The LLVM project has multiple components. The core of the project is itself called "LLVM". This contains all of the tools, libraries, and header files needed to process intermediate representations and converts it into object files. Tools include an assembler, disassembler, bitcode analyzer, and bitcode optimizer. It also contains basic regression tests.

C-like languages use the Clang front end. This component compiles C, C++, Objective-C, and Objective-C++ code into LLVM bitcode -- and from there into object files, using LLVM.

Other components include: the libc++ C++ standard library, the LLD linker, and more.

Getting the Source Code and Building LLVM

The LLVM Getting Started documentation may be out of date. The Clang Getting Started page might have more accurate information.

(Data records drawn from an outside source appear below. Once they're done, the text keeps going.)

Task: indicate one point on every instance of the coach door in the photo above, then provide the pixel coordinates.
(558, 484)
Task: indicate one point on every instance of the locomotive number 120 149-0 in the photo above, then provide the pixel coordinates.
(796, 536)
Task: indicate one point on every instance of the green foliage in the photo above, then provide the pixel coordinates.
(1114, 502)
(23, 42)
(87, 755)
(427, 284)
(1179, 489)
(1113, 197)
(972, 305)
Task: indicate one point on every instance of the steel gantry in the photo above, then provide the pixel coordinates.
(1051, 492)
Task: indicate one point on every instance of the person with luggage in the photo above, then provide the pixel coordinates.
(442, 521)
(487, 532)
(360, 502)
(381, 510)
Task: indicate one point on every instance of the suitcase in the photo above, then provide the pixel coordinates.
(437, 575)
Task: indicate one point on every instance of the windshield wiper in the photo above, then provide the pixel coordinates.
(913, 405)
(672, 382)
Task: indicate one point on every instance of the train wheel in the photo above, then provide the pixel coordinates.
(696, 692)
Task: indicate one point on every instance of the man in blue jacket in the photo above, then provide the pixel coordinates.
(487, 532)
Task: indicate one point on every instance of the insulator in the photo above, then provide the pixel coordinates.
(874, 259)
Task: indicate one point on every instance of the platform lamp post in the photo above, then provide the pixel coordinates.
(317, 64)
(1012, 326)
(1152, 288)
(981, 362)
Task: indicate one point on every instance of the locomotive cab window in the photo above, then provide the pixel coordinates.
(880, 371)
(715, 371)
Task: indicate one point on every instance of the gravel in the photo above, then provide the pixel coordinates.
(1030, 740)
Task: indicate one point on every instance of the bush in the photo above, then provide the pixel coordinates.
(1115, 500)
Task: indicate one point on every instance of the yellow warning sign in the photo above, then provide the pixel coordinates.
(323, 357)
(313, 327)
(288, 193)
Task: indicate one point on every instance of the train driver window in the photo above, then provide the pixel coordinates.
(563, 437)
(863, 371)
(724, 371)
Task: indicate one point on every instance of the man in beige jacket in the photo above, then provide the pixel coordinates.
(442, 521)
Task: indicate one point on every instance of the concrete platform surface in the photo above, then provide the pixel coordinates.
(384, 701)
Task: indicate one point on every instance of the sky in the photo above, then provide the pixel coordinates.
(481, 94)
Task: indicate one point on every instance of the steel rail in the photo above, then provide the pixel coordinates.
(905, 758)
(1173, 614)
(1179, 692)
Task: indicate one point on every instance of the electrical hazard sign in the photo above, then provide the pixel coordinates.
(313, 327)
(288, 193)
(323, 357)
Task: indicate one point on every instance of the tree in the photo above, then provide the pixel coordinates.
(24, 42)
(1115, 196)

This is an example work-flow and configuration to get and build the LLVM source:

  1. Checkout LLVM (including related sub-projects like Clang):

    • git clone https://github.com/llvm/llvm-project.git

    • Or, on windows, git clone --config core.autocrlf=false https://github.com/llvm/llvm-project.git

  2. Configure and build LLVM and Clang:

    • cd llvm-project

    • mkdir build

    • cd build

    • cmake -G <generator> [options] ../llvm

      Some common build system generators are:

      • Ninja --- for generating Ninja build files. Most llvm developers use Ninja.
      • Unix Makefiles --- for generating make-compatible parallel makefiles.
      • Visual Studio --- for generating Visual Studio projects and solutions.
      • Xcode --- for generating Xcode projects.

      Some Common options:

      • -DLLVM_ENABLE_PROJECTS='...' --- semicolon-separated list of the LLVM sub-projects you'd like to additionally build. Can include any of: clang, clang-tools-extra, libcxx, libcxxabi, libunwind, lldb, compiler-rt, lld, polly, or debuginfo-tests.

        For example, to build LLVM, Clang, libcxx, and libcxxabi, use -DLLVM_ENABLE_PROJECTS="clang;libcxx;libcxxabi".

      • -DCMAKE_INSTALL_PREFIX=directory --- Specify for directory the full path name of where you want the LLVM tools and libraries to be installed (default /usr/local).

      • -DCMAKE_BUILD_TYPE=type --- Valid options for type are Debug, Release, RelWithDebInfo, and MinSizeRel. Default is Debug.

      • -DLLVM_ENABLE_ASSERTIONS=On --- Compile with assertion checks enabled (default is Yes for Debug builds, No for all other build types).

    • cmake --build . [-- [options] <target>] or your build system specified above directly.

      • The default target (i.e. ninja or make) will build all of LLVM.

      • The check-all target (i.e. ninja check-all) will run the regression tests to ensure everything is in working order.

      • CMake will generate targets for each tool and library, and most LLVM sub-projects generate their own check-<project> target.

      • Running a serial build will be slow. To improve speed, try running a parallel build. That's done by default in Ninja; for make, use the option -j NNN, where NNN is the number of parallel jobs, e.g. the number of CPUs you have.

    • For more information see CMake

Consult the Getting Started with LLVM page for detailed information on configuring and compiling LLVM. You can visit Directory Layout to learn about the layout of the source code tree.